Food & Water Watch policy director Jim Walsh said that "locking in more drilling and fracking on public lands and waters, billions in subsidies for the myth of carbon capture, and fast-tracking permit approvals for gas pipelines and exports are exactly the policies fueling the climate crisis and harming public health with increasing pollution in our air and water."

"Lawmakers who support real climate solutions," he added, "should reject this deal until the fossil fuel handouts are removed."

The IRA is "a far cry from what’s actually needed to address the climate crisis," said Erich Pica, president of Friends of the Earth. "The investments in renewables, energy efficiency, and Superfund clean-ups will make a difference, but communities and the climate continue to be sacrificed to Sen. Manchin's fossil fuel demands."

The climate justice coalition told Biden and Schumer that "you cannot address the climate emergency by sacrificing communities."

"Here in Appalachia, we refuse to be sacrificed for political gain or used as concessions to the fossil fuel industry in this so-called deal," said Grace Tuttle of the Protect Our Water, Heritage, Rights Coalition. "The unnecessary fracked gas Mountain Valley Pipeline and further drilling in Alaska and the Gulf are not foregone conclusions.
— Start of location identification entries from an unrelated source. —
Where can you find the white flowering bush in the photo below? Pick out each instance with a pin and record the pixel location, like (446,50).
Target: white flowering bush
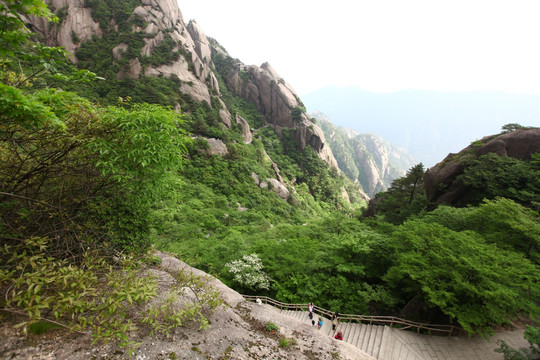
(248,272)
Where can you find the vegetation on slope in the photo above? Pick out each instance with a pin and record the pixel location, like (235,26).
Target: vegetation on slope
(82,180)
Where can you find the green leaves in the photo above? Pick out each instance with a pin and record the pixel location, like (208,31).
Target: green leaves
(475,283)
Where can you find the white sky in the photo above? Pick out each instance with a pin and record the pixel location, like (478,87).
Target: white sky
(382,45)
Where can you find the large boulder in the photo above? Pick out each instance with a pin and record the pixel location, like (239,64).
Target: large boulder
(278,102)
(442,181)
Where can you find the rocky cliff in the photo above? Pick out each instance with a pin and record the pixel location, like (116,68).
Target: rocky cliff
(160,22)
(236,331)
(443,183)
(367,159)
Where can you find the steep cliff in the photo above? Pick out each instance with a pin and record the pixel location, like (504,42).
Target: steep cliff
(274,98)
(151,38)
(444,183)
(365,158)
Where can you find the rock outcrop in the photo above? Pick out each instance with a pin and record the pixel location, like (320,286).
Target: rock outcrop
(160,22)
(236,331)
(278,102)
(246,130)
(442,181)
(76,27)
(366,158)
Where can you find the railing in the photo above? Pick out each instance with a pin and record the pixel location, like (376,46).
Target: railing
(397,323)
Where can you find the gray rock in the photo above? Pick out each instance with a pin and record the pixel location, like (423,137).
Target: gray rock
(441,181)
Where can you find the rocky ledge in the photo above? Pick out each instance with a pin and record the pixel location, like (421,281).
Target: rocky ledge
(236,331)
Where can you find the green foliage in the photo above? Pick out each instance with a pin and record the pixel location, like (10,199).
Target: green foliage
(491,176)
(13,36)
(512,127)
(476,283)
(297,113)
(286,343)
(95,296)
(405,197)
(533,337)
(248,272)
(269,326)
(97,171)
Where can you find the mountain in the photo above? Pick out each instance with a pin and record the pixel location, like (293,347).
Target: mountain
(497,165)
(428,125)
(367,159)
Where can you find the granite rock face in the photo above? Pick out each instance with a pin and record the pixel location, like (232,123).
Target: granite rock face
(442,180)
(279,103)
(161,21)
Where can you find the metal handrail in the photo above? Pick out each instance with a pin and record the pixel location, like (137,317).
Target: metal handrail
(392,321)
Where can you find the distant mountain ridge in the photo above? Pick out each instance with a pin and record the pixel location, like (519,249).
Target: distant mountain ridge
(428,125)
(367,159)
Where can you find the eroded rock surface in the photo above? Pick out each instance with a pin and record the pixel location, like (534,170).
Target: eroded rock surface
(235,332)
(442,181)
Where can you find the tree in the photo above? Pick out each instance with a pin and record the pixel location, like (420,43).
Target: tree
(491,176)
(474,283)
(405,197)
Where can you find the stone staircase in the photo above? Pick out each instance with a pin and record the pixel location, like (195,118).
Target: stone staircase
(368,338)
(386,343)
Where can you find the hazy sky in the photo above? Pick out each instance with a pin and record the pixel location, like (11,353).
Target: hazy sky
(382,45)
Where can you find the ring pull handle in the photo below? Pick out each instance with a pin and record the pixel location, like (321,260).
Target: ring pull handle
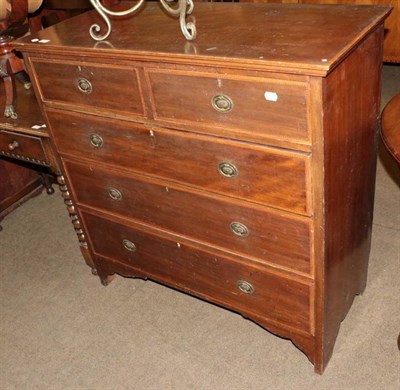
(129,245)
(114,194)
(245,287)
(96,141)
(84,85)
(13,145)
(227,169)
(239,229)
(222,103)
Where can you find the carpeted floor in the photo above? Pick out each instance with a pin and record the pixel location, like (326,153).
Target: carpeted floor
(61,329)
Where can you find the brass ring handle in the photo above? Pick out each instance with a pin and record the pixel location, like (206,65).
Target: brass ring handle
(227,169)
(13,145)
(129,245)
(239,229)
(114,194)
(245,287)
(222,103)
(96,141)
(84,85)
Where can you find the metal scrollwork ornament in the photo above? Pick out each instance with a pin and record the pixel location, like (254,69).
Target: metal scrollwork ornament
(182,10)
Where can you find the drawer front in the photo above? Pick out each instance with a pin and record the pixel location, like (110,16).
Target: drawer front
(90,87)
(23,147)
(233,226)
(259,174)
(251,106)
(215,278)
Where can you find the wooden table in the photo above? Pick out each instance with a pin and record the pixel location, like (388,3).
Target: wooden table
(390,128)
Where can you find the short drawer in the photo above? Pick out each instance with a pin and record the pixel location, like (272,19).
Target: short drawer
(249,106)
(23,147)
(242,287)
(90,87)
(237,227)
(259,174)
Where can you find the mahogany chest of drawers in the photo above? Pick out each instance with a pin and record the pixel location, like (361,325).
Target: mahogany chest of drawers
(239,167)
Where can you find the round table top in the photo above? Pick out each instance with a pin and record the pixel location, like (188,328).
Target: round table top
(390,127)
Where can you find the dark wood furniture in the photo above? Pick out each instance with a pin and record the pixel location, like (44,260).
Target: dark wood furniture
(239,167)
(25,153)
(391,51)
(390,129)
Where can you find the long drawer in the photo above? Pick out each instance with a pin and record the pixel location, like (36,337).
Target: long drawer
(114,89)
(264,175)
(237,227)
(245,288)
(250,106)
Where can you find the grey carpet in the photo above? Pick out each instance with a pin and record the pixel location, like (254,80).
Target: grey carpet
(61,329)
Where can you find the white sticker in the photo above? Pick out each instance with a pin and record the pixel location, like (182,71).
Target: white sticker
(271,96)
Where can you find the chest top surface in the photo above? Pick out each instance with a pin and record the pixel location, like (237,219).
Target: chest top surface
(309,39)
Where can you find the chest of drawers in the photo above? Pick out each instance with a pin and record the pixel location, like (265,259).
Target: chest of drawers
(238,168)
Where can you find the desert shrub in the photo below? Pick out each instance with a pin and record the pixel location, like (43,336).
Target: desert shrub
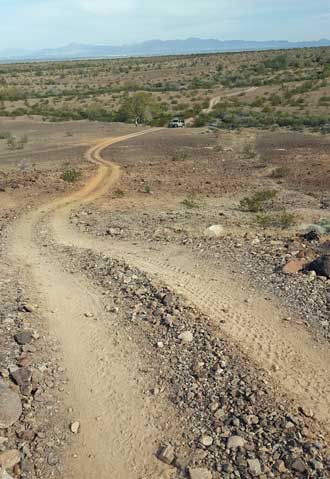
(282,220)
(190,202)
(4,135)
(256,203)
(118,193)
(147,189)
(70,174)
(180,155)
(15,143)
(280,172)
(249,151)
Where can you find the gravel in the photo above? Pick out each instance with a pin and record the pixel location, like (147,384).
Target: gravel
(250,431)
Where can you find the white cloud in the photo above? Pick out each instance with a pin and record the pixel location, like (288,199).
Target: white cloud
(106,7)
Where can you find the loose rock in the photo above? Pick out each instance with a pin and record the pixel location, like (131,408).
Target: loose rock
(24,337)
(235,442)
(166,454)
(186,337)
(74,427)
(9,459)
(199,473)
(10,406)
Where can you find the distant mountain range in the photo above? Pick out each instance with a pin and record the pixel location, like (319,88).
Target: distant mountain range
(153,48)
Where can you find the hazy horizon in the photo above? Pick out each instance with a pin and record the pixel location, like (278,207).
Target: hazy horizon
(55,23)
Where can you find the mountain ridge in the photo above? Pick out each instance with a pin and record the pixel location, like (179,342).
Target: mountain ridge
(155,48)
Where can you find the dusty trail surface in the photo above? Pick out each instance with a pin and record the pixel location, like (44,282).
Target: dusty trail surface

There's no effective climate legislation that allows for new fossil fuel infrastructure, period."

The signatories to Friday's letter, like other advocates this week, also stressed that the deal struck with Manchin does not negate progressives' longstanding demand for Biden to use his existing executive authority to reject new fossil fuel projects and to declare a climate emergency, which proponents say would open up additional lifesaving powers.

"You cannot address the climate emergency by sacrificing communities."

"Declaring a climate emergency will unlock President Biden's full set of powers to not only release Defense funding to build renewable and just energy systems, but also confront fossil fuels head-on by stopping crude oil exports," the groups wrote.

"With non-emergency powers, President Biden can reject new oil and gas leases, and deny all fossil fuel infrastructure that harms countless communities across the country," the coalition continued. "Unleashing executive powers should be pursued in concert with—and not instead of—passing critical climate legislation, and vice versa."

The letter concludes with an urgent plea for Biden and Schumer "to hold the line against any new fossil fuel projects, reject handouts to oil and gas companies, and use every tool available to advance a truly just, renewable energy future that does not sacrifice our communities."